Côté accessoires, la casquette reste un marqueur fort du look urbain. Les modèles structurés (type trucker ou snapback) cohabitent avec des casquettes déstructurées, plus discrètes. Les sacs banane portés en bandoulière et les lunettes de soleil à montures épaisses complètent le vestiaire.
Un accessoire ne rattrape pas un ensemble mal pensé. La cohérence entre les proportions du haut, du bas et des chaussures compte plus que l’accumulation de pièces tendance. Un hoodie oversize fonctionne mieux avec un pantalon fuselé qu’avec un bas tout aussi large, sauf si l’effet recherché est délibérément maximaliste.
Motifs graphiques et héritage années 90 dans le streetwear 2024
Les imprimés graphiques audacieux et les logos de grande taille constituent un fil conducteur depuis plusieurs saisons.
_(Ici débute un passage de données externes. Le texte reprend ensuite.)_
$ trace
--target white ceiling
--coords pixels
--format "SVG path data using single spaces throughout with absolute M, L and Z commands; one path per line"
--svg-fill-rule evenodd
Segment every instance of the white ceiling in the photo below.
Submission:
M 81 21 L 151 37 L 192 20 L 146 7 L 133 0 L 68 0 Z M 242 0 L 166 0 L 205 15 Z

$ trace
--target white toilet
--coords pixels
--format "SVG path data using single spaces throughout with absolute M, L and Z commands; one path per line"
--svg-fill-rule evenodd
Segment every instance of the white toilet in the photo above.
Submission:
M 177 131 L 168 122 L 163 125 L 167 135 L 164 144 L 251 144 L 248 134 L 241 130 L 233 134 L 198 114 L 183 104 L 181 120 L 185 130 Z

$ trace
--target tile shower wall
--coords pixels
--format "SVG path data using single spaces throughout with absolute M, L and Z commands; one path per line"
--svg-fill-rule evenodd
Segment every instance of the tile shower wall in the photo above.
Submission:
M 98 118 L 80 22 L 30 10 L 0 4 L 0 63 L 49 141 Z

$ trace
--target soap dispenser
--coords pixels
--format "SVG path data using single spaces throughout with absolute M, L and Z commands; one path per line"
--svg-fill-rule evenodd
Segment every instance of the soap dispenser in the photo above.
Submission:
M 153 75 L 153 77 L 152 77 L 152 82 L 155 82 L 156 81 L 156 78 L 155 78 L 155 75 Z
Les références aux années 1990 (typographies épaisses, couleurs contrastées, logos vintage de marques historiques) alimentent une partie significative des collections.
L’héritage rétro se mêle à des techniques d’impression actuelles : sublimation sur tissus techniques, broderies volumineuses, appliqués découpés au laser. Le résultat dépasse la simple nostalgie. Les pièces graphiques fonctionnent comme des marqueurs d’identité dans la culture streetwear, où porter un logo ou un motif signifie affilier son style à un univers précis.
Les retours terrain divergent sur ce point : certains considèrent que la surcharge graphique sature le marché, tandis que d’autres y voient la continuation logique d’une culture visuelle née dans la rue. Le streetwear a toujours été un support d’expression graphique avant d’être un segment commercial, et cette dimension perdure en 2024.
- Les t-shirts à imprimés larges, portés rentrés dans un pantalon taille haute ou laissés flottants, restent des pièces d’entrée accessibles
- Les vestes et hoodies avec broderies ou patchs cousus apportent du relief sans tomber dans le total look graphique
- Les collaborations entre marques streetwear et artistes graphiques ou graffeurs donnent naissance à des pièces à tirage limité qui fonctionnent comme des objets de collection

Le style urbain en 2024 se construit sur un équilibre entre héritage culturel et nouvelles contraintes. La réglementation européenne sur les allégations vertes va redistribuer les cartes pour les marques qui misaient sur un positionnement écoresponsable non certifié. Les silhouettes évoluent vers plus de structure dans l’ampleur. Les sneakers oscillent entre maximalisme et retour au minimalisme. Le dénominateur commun reste la cohérence du look plutôt que l’accumulation de tendances isolées.